Richard Giragosian (Ռիչարդ Կիրակոսյան; January 8, 1965 – September 19, 2026) was an Armenian American academic. He served as both a contributing analyst for Al Jazeera and the Asia Times. Giragosian served as a consultant for the Asian Development Bank, the European Union Delegation to Armenia, the French Ministry of Defence, the Organization for Security and Cooperation in Europe and the United States Department of State. In addition, he wrote for the European Council on Foreign Relations, Le Monde, the Moscow Times, and the Turkish Policy Quarterly.

== Life and career ==
Giragosian was born in Providence, Rhode Island, on January 8, 1965. From 2002 to 2006, Giragosian served as a guest lecturer for the United States Army Special Forces at the John F. Kennedy Special Warfare Center and School at Fort Bragg.

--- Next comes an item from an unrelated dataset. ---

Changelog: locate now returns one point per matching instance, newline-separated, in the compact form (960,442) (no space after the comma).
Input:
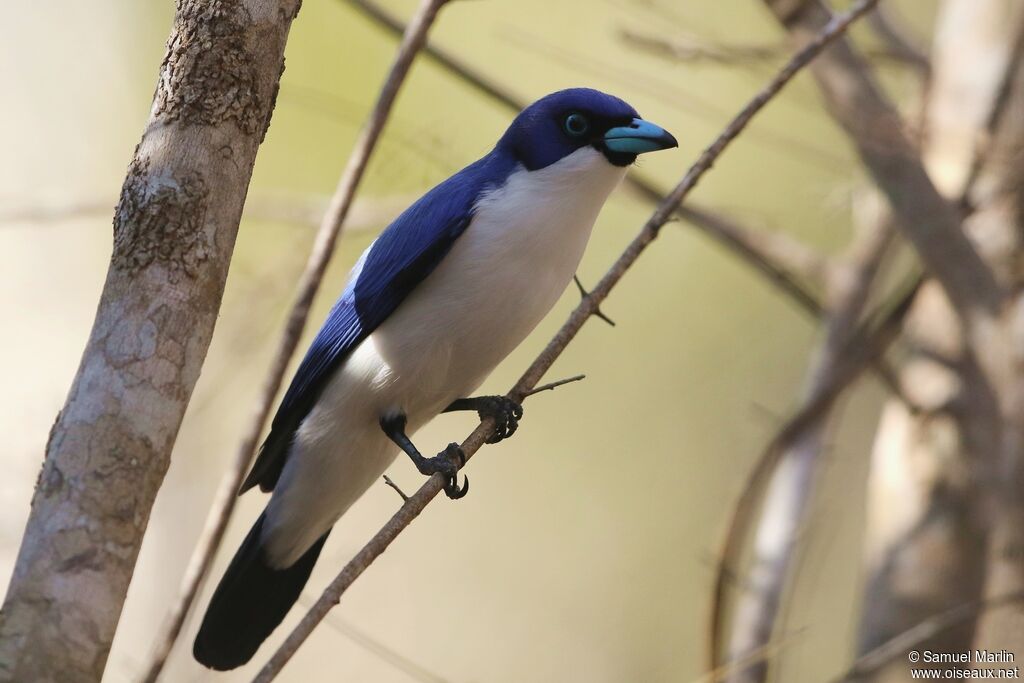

For nine years, Giragosian served as a professional staff member of the Joint Economic Committee (JEC) of the U.S. Congress and was the committee's principal staffer for the former Soviet Union and China, responsible for organizing congressional hearings and conducting analytical studies for members of congress. Giragosian also served as the Director of the Armenian Center for National and International Studies.

Giragosian died from a brain haemorrhage in Istanbul, on September 19, 2026, at the age of 61.